Previous studies had shown that dysfunctional mitochondria are eliminated by autophagy, in which double-membraned autophagosomes engulf fragments of the organelle and deliver them to lysosomes for degradation (4). Narendra et al. found that Parkin promotes the recruitment of autophagosomes to depolarized mitochondria and their subsequent removal via the autophagy pathway.
“This was a big discovery and it was a competitive field, so we wanted to get it out quickly,” Youle says. In a follow-up paper, the researchers found that the PINK1 kinase, which is normally imported into healthy mitochondria and rapidly degraded, is stabilized on the surface of depolarized mitochondria, where it promotes the recruitment of Parkin (5). More recently, Youle and colleagues have demonstrated that PINK1 switches on Parkin’s ubiquitin ligase activity by phosphorylating ubiquitin itself (6). “The story has moved quickly since 2008,” says Youle. “It’s been exciting.”
Once activated, Parkin ubiquitinates numerous mitochondrial outer membrane proteins (7). “For me, a lot of the outstanding questions now are downstream,” Youle says. “How do the ubiquitin chains generated by Parkin recruit the autophagy machinery?”
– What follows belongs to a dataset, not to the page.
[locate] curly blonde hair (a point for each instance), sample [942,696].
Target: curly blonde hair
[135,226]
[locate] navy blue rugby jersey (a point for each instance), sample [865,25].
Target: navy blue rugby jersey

Disease-associated mutations in PINK1 and Parkin block this pathway and cause defective mitochondria to accumulate inside cells (5), a process that could be especially deleterious for long-lived cells such as neurons. “We and a number of other groups are interested in drugging this pathway,” Youle explains. “If you could activate it, you might improve mitochondrial quality control, particularly in patients with mitochondrial diseases or in aging and Parkinson’s disease.”
“This landmark publication by Richard Youle’s group illustrates the tremendous power of cell biology to uncover both basic and disease-linked mechanisms,” says Jodi Nunnari, an academic editor at JCB and expert in mitochondrial biology. “In this particular case, the experiments opened up an entirely new way of thinking about Parkinson’s and provided new tools that have now unraveled how defective mitochondria are eliminated from the cell by mitophagy.”